The new Four Seasons Lions Palace is breathtaking but the interior grandeur was secondary to the view from my balcony. Close to Palace Square, you could gaze at the rooftop of the Winter Palace.
Our days were also gilded. Private entrance (unheard of) to the Catherine Palace in Pushkin in our small groups of 6 was our first hint of what was to come.
Less visited than the nearby Catherine Palace is the magnificent Alexander Palace. The Alexander Palace is being restored to show the history associated with the final Romanov tsar, Nicolas II and his family. The palace was built for Alexander I and used by many others, but the story of Nicolas II pervades every room. Nicolas was born in this palace and it is from here that his family left for their final exile and execution. It was in the gardens of this park that his family stayed isolated from the world and most significantly the politics of St. Petersburg. It was here that when under house arrest, Nicolas and his children gardened a small garden in the back while groups of voyeurs from the city looked at them and jeered through the fence. It is here that many of their personal effects were left in the rush to pack when ordered to Tobolsk. And it is only recently that many of these toys, clothes and some furniture are back on display. The much visited Catherine Palace which is right next door is magnificent. The Alexander Palace is personal, just like it was when the final Romanov family lived there. I have never felt so close to history as I was here. It is a must visit and I will be visiting again and writing much more about this palace and it’s continuing restoration.
Early entrance to the Hermitage, perfect seats at the Ballet and private touring as requested—all were amazing. So how would TCS impress our very spoiled group? The answer is a private dinner at the Vladimir Palace. This was my fourth visit to Russia this year and I still have much to learn, but little will ever surpass this evening.
Just a block away from the entrance to the Winter Palace, this royal palace is less known and one of the few private royal residences that still has some original furnishings. We drank vodka and champagne on the balcony overlooking the Neva.
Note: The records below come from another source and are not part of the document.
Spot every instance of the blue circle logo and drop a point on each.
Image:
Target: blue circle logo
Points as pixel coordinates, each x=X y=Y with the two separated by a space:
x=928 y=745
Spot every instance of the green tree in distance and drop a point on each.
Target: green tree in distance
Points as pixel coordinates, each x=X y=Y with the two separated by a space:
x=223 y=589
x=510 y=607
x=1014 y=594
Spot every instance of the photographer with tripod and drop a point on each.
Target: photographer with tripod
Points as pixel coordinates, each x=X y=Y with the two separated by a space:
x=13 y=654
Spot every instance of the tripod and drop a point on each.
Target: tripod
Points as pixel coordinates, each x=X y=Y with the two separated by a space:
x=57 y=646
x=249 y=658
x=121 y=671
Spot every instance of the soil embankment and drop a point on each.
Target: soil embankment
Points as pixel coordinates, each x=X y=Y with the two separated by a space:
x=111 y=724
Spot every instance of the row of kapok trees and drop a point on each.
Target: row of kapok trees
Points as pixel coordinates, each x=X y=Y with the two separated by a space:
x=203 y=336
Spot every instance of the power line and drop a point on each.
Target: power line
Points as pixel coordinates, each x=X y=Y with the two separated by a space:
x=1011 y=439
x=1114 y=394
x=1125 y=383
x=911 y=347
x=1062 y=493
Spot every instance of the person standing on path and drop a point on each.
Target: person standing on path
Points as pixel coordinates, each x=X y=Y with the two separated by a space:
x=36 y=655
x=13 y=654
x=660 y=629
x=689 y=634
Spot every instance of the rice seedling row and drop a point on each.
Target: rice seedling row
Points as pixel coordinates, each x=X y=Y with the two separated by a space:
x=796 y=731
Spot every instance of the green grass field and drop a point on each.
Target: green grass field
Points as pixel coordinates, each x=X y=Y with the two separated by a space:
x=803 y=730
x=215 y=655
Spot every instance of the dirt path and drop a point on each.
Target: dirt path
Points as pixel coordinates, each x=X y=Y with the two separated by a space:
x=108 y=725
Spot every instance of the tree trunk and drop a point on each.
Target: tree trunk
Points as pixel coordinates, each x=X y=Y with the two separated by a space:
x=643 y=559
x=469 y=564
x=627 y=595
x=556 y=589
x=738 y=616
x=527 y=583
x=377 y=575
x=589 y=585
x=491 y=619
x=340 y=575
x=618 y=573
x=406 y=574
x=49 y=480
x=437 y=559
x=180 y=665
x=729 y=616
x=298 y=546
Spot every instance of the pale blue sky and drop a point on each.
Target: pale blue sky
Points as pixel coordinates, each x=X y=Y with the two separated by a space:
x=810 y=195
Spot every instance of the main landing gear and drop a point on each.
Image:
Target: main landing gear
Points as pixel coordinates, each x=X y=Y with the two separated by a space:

We were ushered into dinner by a 20 piece orchestra. A royal menu of Russian specialties seemed to cap the evening. But TCS was not done. We were then honored with a concert by two of the stars of the Mariinsky opera. A very intimate performance for our group of 35 in a private former royal theater left all in awe—opera lovers and newly converted opera lovers alike. In 2014 we had seen, tasted and heard the world of the world’s richest dynasty—the Romanovs.